Jeff found evidence that Tahitians visiting other islands brought news of the events and prompted similar practices.

He says the first churches built in place of the destroyed marae and temples were made of wood from breadfruit trees and many were huge. One in Tahiti, for example, was 712 feet long—the size of two football fields—and had 29 doors. Another in the Cook Islands was originally planned to be 600 feet long, however the building eventually constructed was just under half that size.

What prompted the revolutionary changes, in Jeff ’s view, was a desire for both unity and renewal.

“These societies had a tradition of annual renewal involving rituals such as wrapping and unwrapping images in white tapa cloth, which were thought to encourage fertility and prosperity.

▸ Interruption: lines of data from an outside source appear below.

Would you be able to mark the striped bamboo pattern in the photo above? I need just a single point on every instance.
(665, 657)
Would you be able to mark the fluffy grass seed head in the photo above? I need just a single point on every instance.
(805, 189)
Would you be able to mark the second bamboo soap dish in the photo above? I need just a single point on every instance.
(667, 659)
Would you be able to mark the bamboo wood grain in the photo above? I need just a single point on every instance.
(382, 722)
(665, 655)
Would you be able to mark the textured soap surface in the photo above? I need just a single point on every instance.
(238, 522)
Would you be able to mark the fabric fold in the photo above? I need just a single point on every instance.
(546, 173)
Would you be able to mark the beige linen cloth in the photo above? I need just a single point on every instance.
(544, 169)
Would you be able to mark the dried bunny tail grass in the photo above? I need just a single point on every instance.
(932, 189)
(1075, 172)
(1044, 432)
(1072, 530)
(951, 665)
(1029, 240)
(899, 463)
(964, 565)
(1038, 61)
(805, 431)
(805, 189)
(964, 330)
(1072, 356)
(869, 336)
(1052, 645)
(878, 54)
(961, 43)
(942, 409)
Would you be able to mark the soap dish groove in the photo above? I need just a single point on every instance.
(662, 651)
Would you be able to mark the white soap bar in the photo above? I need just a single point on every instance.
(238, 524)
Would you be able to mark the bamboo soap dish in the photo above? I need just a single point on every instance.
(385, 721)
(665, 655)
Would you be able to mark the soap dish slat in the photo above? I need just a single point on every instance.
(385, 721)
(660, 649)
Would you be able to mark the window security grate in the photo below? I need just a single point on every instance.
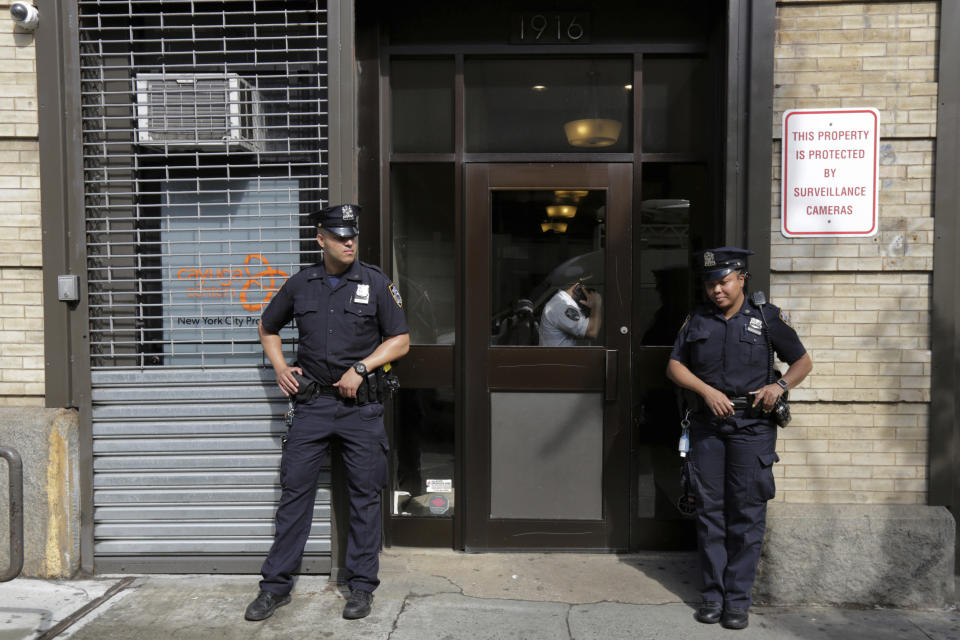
(204, 136)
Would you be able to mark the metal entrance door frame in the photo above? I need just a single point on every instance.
(600, 370)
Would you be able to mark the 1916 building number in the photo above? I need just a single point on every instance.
(550, 28)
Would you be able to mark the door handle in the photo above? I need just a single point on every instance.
(610, 377)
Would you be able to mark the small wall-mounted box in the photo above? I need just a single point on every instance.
(68, 288)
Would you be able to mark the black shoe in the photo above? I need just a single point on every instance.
(264, 605)
(709, 613)
(735, 619)
(358, 604)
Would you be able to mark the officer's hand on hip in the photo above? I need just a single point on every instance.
(718, 402)
(286, 381)
(348, 384)
(767, 396)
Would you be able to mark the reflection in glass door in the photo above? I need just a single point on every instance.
(547, 265)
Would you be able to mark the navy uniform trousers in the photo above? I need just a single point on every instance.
(733, 480)
(363, 446)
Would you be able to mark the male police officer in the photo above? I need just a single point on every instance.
(721, 354)
(350, 322)
(563, 323)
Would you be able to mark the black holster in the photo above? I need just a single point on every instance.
(376, 387)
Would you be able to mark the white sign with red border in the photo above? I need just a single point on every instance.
(831, 161)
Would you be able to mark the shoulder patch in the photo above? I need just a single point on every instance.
(395, 292)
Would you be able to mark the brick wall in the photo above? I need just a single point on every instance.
(861, 305)
(21, 308)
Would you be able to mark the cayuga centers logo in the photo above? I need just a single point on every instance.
(253, 285)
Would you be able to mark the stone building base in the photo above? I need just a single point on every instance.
(46, 440)
(843, 554)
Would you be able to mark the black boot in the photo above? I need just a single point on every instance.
(709, 612)
(264, 605)
(358, 605)
(735, 619)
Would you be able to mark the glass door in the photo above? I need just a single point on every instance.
(547, 350)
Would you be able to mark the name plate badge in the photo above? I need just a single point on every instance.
(437, 486)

“The destruction and rebuilding of churches was a different kind of renewal and an opportunity to rebuild and unify societies that had been affected by years of fighting.

“What it shows is that Polynesian people were adopting Christianity but in their own way. Often it was the priests from traditional religions that encouraged the change. In a sense they were indigenous missionaries.”

Jeff says the initial mass popularity of Christianity was relatively short-lived. “It became oppressive quite quickly, because chiefs and the former priests who had top positions in the new order used the events to introduce new laws and increase their power. By the late 1820s, there were rebellions taking place.”

While the arrival of Christianity features strongly in oral traditions in Eastern Polynesia, Jeff says few details are remembered about what led to the iconoclasm and how it altered societies.

Instead he has relied on records held in the Council for World Mission archives in London and other documentary sources.

“It’s clear from those accounts that the episodes of destruction were not witnessed by missionaries even if they were in the area at the time.”

Jeff ’s findings will be published in a book that will explain, for the first time, why the iconoclasm happened and how events in the different islands were connected.

“Until now, researchers have focused on individual islands but no one has taken a broader view and explored how news of the events was taken from one place to another.”

Overall, says Jeff, the work has produced a deeper understanding of the role Polynesian people played in their conversion to Christianity.

“It wasn’t done to them but something they did to themselves. It was Christian conversion as an indigenous political process.”